Pregnancy loss has economic, social and cultural costs for South Asian women and their families, quite apart from the health risks alone. Their leaders must reduce air pollution to promote maternal health.
New study links pollution to pregnancy loss in South Asia
When it comes to air pollution, there are at least a dozen published studies that link fine particulate matter to human pregnancy loss in places as diverse as the UK, China, or some countries on the African continent. Now, there’s new research on the same question that focuses solely on three South Asian nations.
Scientists led by Dr. Tao Xue of Peking University Health Science Center in China looked at pregnancy loss data from India, Pakistan and Bangladesh, and identified 34,197 cases of miscarriage that occurred between 2000 and 2016. These cases were entered into the study and matched with controls from the respective populations.
“Most of the global pregnancy loss burden is from low-income and middle-income countries,” the authors explained in a paper published this month in the medical journal The Lancet. “Globally, South Asia is the most populous region in the world, and has the highest rate of pregnancy loss.”
What it doesn’t always have is precise record-keeping, either in the medical records themselves – for example, there are inconsistencies in how the reasons for pregnancy loss are described – or in the air pollution monitoring. Tao and his team created a map with GPS coordinates for each reported loss (most of them came from India) and relied on satellite data to match the corresponding weather and air pollution conditions to the mothers’ locations at the time of the pregnancy.

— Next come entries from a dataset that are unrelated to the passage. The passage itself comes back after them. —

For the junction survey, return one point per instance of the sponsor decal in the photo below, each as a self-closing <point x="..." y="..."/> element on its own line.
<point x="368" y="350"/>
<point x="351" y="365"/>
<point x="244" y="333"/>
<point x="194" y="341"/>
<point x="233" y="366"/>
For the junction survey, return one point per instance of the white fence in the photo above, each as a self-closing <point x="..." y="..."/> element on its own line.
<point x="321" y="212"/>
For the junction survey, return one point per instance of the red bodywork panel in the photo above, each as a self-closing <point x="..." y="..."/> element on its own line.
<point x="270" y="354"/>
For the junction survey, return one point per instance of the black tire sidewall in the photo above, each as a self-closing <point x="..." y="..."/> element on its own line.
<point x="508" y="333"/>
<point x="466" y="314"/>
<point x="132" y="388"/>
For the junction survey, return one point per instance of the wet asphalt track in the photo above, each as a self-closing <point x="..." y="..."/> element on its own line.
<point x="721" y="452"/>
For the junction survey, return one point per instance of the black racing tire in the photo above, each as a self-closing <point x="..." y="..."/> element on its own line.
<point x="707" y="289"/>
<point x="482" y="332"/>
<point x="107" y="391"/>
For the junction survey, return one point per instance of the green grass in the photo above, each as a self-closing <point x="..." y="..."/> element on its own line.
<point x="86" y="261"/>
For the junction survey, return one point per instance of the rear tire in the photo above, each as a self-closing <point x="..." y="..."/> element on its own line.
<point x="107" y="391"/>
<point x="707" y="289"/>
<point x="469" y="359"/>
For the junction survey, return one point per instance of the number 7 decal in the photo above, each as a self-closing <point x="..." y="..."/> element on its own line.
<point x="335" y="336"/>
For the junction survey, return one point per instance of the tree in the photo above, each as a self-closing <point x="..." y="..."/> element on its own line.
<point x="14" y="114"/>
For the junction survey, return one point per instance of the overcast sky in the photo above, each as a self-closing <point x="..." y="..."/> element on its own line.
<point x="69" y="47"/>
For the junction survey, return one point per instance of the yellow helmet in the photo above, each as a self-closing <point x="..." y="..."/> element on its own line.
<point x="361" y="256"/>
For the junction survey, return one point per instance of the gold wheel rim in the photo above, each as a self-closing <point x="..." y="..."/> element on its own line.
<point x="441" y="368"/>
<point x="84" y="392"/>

They knew that about two-thirds of the miscarriages happened in rural areas, and 74.2 percent occurred in women who were 30 years old or younger. After factoring for these and other demographic or health factors, the Chinese scientists determined that 7.1 percent of the pregnancy losses were linked to pollution exposure higher than India’s PM2.5 air standard of 40 μg/m3
A similar study in 2019 that looked at exposure to higher levels of nitrogen dioxide (NO2) in one U.S. city found that air pollution increased the risk of miscarriages by 16 percent. Those results were extrapolated to other cities including Paris and London, because comparable NO2 levels are found where diesel fuels are common.
One researcher in that study, Dr. Matthew Fuller of the University of Utah’s Department of Emergency Medicine, warned that pregnant women should avoid being outside in heavily polluted urban areas, especially when weather conditions exacerbate the pollution problems. Air filters may help indoors, he said.
“Unfortunately, women in some of the world’s most polluted cities such as Mumbai and Delhi in India often cannot afford such ‘luxuries,'” Fuller added.
It’s these women who are a priority for Tao and the Chinese team in the new pregnancy and pollution research.
“As the first study to quantify the effect of air pollution on pregnancy loss across South Asia, our findings are of importance for public health in the region,” the authors note. They warn that pregnancy loss has economic, social and cultural costs for women and their families, quite apart from the health risks alone, and urge leaders to promote maternal health through control of PM2.5 pollution.